An Arizona man who admitted to a brutal 2023 stabbing on the Navajo Nation and to burning the victim’s body afterward has been ordered to spend 20 years in federal prison, followed by five years of supervised release. The sentence closes a case that pulled in federal, tribal and county investigators working together from the early days of the homicide probe. Court filings identify the defendant as Thurman Yazzie, who acknowledged driving the victim to a remote area after the killing and setting the body on fire.

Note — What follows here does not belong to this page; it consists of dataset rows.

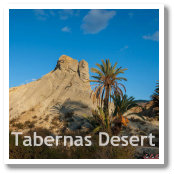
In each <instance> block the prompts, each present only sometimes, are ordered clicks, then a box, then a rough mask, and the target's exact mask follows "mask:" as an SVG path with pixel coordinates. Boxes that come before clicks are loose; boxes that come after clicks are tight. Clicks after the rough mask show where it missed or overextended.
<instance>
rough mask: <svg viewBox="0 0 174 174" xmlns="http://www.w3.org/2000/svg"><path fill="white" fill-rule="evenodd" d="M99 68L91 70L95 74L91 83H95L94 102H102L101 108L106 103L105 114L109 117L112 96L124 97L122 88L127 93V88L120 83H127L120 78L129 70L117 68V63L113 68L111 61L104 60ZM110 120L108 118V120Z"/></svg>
mask: <svg viewBox="0 0 174 174" xmlns="http://www.w3.org/2000/svg"><path fill="white" fill-rule="evenodd" d="M96 66H97V68H91V72H93V73H95V74H96V75H93V76H92V77H93V78H94V80H90V82H95V84H94V85H95V86H96V87H95V88H94V89H93V91H92V94H93V101H94V102H95V100H96V99H97V101H99V102H100V104H101V107H102V104H103V101H104V107H103V110H104V113H105V115H106V116H108V117H109V100H111V97H110V96H111V95H113V94H115V95H116V94H119V95H121V96H123V92H122V88H123V89H124V91H126V88H125V86H124V85H123V84H122V83H120V81H122V80H124V81H127V79H126V78H124V77H119V75H120V74H123V73H124V72H125V70H127V68H125V69H122V67H119V68H117V62H116V63H115V64H114V65H113V66H112V65H111V62H110V60H109V59H106V60H105V61H104V60H102V64H96ZM107 120H108V118H107Z"/></svg>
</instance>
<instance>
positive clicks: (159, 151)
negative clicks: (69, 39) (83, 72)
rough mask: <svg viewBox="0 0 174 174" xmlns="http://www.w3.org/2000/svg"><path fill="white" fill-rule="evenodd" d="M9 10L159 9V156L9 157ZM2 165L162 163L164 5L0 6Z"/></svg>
mask: <svg viewBox="0 0 174 174" xmlns="http://www.w3.org/2000/svg"><path fill="white" fill-rule="evenodd" d="M9 9H115V10H117V9H159V85H160V93H159V98H160V100H159V108H160V111H159V159H9ZM4 163H5V164H91V165H93V164H164V5H163V4H7V5H6V7H5V8H4Z"/></svg>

According to KTAR News, Yazzie pleaded guilty in connection with the March 2023 attack, in which the victim was stabbed multiple times in the back. Court records state that the body was then taken into the woods and burned. Prosecutors and defense attorneys jointly proposed a resolution that included the 20-year prison term, and the judge followed that agreement at sentencing. Investigators from the FBI Phoenix Division’s Gallup office worked the case alongside the Navajo Department of Criminal Investigations and the McKinley County Sheriff’s Office, according to officials who spoke with the station.
How The Search Unfolded
Local authorities publicly identified a person of interest within days of the killing. After the fatal stabbing in Bééshbitó Valley in late March 2023, Navajo police issued a notice warning residents not to approach the suspect and asking for tips. The alert, published in a Navajo Times police blotter on March 30, 2023, named Thurman Yazzie and listed a Dilkon Police District tip line. That early bulletin fed into a broader, coordinated inquiry and, as later court filings show, helped shift the case from a local homicide investigation into a full tribal and federal effort.
Legal Details
Per KTAR News and court documents, Yazzie entered a guilty plea to charges tied to the March 2023 killing, and the court imposed the agreed-upon 20-year prison sentence along with five years of supervised release. The station reported that the victim was stabbed several times in the back and that Yazzie admitted trying to conceal the crime by burning the body in a secluded area. Officials did not immediately release the victim’s name, and KTAR News said it could not confirm whether any additional charges are still pending.
The outcome brings a federal courtroom conclusion to a killing that began as a local emergency in a Navajo Nation community. Authorities point to the case as one more example of tribal, county and federal agencies pooling resources to tackle violent crime in Indian Country, even when the facts are as grim and straightforward as a stabbing, a drive into the woods and an attempt to burn the evidence.